Neil Hunt, UK Harm Reduction Alliance, finishing his presentation
under the watchful eyes of Tony Geoghegan, Merchants Quay
Ireland and Ruaidhri McAuliffe, UISCE.
Neil Hunt, founding director of the UK Harm Reduction Alliance and keynote speaker said that "In many respects, injecting drug users have become the lepers of industrialised western society: commonly regarded as the authors of their own mistakes, they are often despised, feared, and misunderstood. Working with such a stigmatised and marginalised population presents enormous challenges. He argued further that “'harm reduction’ entirely underpins such work and involves a combination of clearly-evidenced interventions in conjunction with innovative approaches carefully geared towards keeping injecting drug users alive by preventing blood-borne infections and overdose deaths. Although we should have greater aspirations than simply preserving the lives of people who inject, achieving nationwide coverage with high quality harm reduction programmes that do this is an absolutely essential foundation for any effective drug strategy, as no other intervention can work once a drug user is dead".

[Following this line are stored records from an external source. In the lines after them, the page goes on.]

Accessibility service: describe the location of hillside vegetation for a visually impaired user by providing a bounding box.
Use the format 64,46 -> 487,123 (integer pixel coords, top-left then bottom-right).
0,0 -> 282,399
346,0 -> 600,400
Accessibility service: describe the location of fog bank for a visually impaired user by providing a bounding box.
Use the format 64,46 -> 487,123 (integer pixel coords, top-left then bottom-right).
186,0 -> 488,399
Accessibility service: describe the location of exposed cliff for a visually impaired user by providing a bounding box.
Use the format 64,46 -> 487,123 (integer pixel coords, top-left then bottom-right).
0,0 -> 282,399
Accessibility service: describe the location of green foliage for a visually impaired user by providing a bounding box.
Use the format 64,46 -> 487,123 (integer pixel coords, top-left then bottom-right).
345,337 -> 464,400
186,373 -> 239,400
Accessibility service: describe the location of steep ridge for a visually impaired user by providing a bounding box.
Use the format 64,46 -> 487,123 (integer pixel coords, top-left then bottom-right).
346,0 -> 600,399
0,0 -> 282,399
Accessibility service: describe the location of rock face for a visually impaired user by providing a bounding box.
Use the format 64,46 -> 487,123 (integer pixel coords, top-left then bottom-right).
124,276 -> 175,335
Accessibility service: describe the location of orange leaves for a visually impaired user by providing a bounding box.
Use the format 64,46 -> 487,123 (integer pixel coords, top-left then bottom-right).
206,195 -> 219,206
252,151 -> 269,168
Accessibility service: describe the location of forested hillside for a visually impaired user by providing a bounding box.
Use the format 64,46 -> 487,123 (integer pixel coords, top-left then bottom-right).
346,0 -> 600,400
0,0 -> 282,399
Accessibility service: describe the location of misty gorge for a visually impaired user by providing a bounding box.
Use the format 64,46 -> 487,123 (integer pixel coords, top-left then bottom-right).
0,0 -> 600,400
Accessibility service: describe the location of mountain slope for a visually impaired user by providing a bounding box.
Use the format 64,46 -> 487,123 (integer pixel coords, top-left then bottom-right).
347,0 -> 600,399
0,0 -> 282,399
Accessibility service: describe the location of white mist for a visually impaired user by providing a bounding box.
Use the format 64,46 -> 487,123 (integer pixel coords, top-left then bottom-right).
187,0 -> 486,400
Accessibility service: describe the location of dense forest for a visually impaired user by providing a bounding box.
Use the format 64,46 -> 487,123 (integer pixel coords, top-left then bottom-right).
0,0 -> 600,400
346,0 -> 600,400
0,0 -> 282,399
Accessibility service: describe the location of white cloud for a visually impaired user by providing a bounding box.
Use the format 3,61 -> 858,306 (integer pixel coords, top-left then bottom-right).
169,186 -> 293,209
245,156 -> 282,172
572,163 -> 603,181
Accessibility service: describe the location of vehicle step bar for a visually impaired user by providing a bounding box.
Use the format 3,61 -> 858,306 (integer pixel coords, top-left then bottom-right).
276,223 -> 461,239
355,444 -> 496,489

Tony Geoghegan, Director of Merchants Quay Ireland said “It is really encouraging to have to the Minister with responsibility for the National Drug Strategy, Pat Carey, here to open this event and to launch the Safer Injecting Guide as it demonstrates his real commitment to reducing harm for the most vulnerable drug users. “For many Harm Reduction is the first step towards addressing their drug use and access to needle exchange and other harm reduction services can be instrumental in reducing risk of HIV and drugs overdose. In the new national strategy we need to see a commitment to the extension of needle exchange programmes nationwide including evenings and weekends, It is also important” he suggested “to explore some of the interventions which have been successful internationally e.g. Safer Injecting Facilities where drug users are allowed to inject drugs onsite in an effort to reduce; the sharing of injecting equipment, injuries which result from poor injecting techniques and the number of drug related deaths. The development of this new drug strategy provides us with the opportunity to be innovative, creative and effective by introducing measures which will have a lasting impact on the health and the quality of life of so many drug users”.